Nora nods in acquiescence, and it’s almost too much kindness for Rebecca to handle.
“By this point, your mum’s practically my own sister,” Rebecca says. For Ted’s benefit, she doesn’t want to lay it on too thick. “And I’m happy for her, finding someone who she wants to spend her time with. Sorry you don’t like her, though.”
“I promised Mum I’d give her a chance.”
“Good.” It still stings a little, thinking about the old days with Sassy. The way their time together always felt stolen. The thought that if a few things had been different, she could’ve had an entirely different life, one in which she didn’t waste so much time on Rupert, and didn’t get so hurt. But she knows in her bones that Sassy wasn’t right for her. And she doesn’t like to imagine a life without Nora. Without Ted. Without Henry and Keeley and Roy and everyone.
Before much longer, they rinse their mugs in the sink and head upstairs. Rebecca texts back and forth with Sassy, sharing none of Nora’s news and offering what she hopes is the right amount of reassurance. When they’ve settled things, she checks that Nora’s light is still on and knocks on the guest room door.

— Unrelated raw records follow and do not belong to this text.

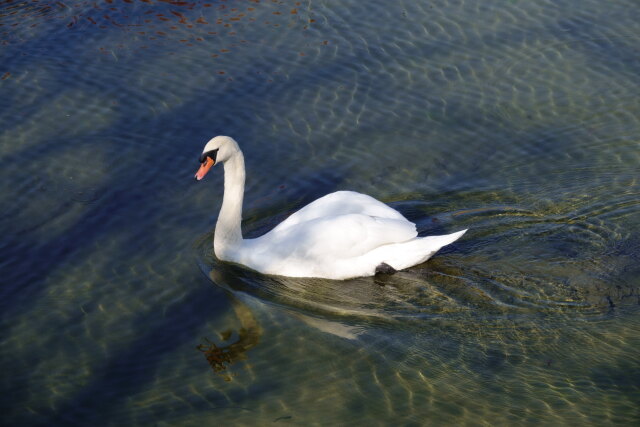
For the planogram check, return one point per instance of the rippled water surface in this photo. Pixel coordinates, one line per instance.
(519, 120)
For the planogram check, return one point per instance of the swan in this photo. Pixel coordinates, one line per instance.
(340, 236)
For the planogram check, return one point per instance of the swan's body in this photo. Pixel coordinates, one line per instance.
(339, 236)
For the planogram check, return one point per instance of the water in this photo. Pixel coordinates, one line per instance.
(518, 120)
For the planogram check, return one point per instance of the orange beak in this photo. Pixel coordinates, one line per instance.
(204, 168)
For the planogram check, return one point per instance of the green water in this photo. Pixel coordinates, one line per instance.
(519, 120)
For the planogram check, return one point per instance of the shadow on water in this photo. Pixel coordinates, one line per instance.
(134, 367)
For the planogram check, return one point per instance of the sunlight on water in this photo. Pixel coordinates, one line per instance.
(518, 120)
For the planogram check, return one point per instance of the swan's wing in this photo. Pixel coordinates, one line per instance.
(332, 237)
(340, 203)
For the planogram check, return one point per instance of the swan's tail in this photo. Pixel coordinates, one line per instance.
(419, 250)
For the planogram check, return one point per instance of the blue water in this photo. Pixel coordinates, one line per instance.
(518, 120)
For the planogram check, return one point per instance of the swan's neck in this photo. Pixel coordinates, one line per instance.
(228, 234)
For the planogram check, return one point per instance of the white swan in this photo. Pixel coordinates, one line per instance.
(339, 236)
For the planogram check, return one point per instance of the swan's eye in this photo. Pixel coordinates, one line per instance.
(213, 154)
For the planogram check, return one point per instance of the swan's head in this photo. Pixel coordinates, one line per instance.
(218, 150)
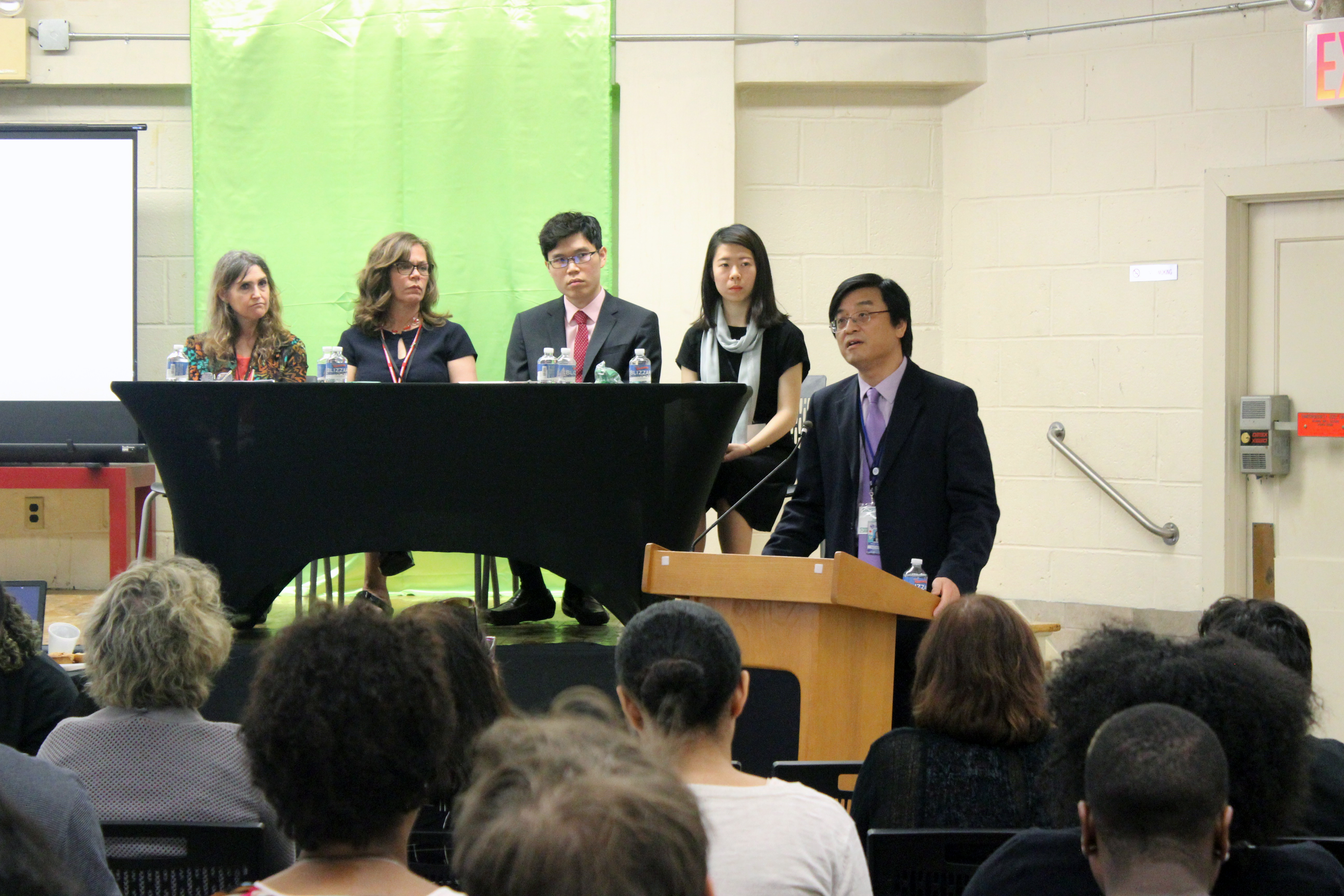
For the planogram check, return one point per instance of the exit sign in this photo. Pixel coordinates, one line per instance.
(1323, 64)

“Come in,” Nora says, very quiet.
“You can stay with us until Sunday,” Rebecca says from the doorway, and thanks her lucky stars that Nora is still young enough to light up at the prospect of a London weekend with her. “But then you’re taking the train back home.”
“Okay. Thank you.”
“Thank you for telling us,” Rebecca says. “I don’t want to embarrass you, but—I’m really proud of you.”
Nora dips her chin against her chest, clearly a little embarrassed. But maybe a little proud of herself, too.
It’s very late, but Rebecca takes a quick shower before bed. Takes a moment alone with her thoughts, appreciating the way they quiet down against the strong sluice of hot water. She’s exhausted, but by the time she emerges to put on fresh pajamas and climb into bed, she tells herself that if Ted wants to talk, she’ll stay up later, no problem. The Greyhounds don’t have a match tomorrow—Nora picked a decent evening to run away from home.
But when she slides under the covers, Ted’s eyelids are heavy with sleep and the light on his nightstand is already out. She reaches to turn out hers, and rolls close in the dark to lay her head on his shoulder.
“You did good,” Ted whispers.
“Thanks.” She smirks a little. “Life’s an adventure, isn’t it?”
“I think that’s the nicest thing I’ve ever heard you say about life.”
Then she should say a lot more nice things, she thinks. But it’s late and dark and quiet, so she says it with a kiss and an arm around Ted’s waist and a daydream of beautiful, unexpected tomorrow.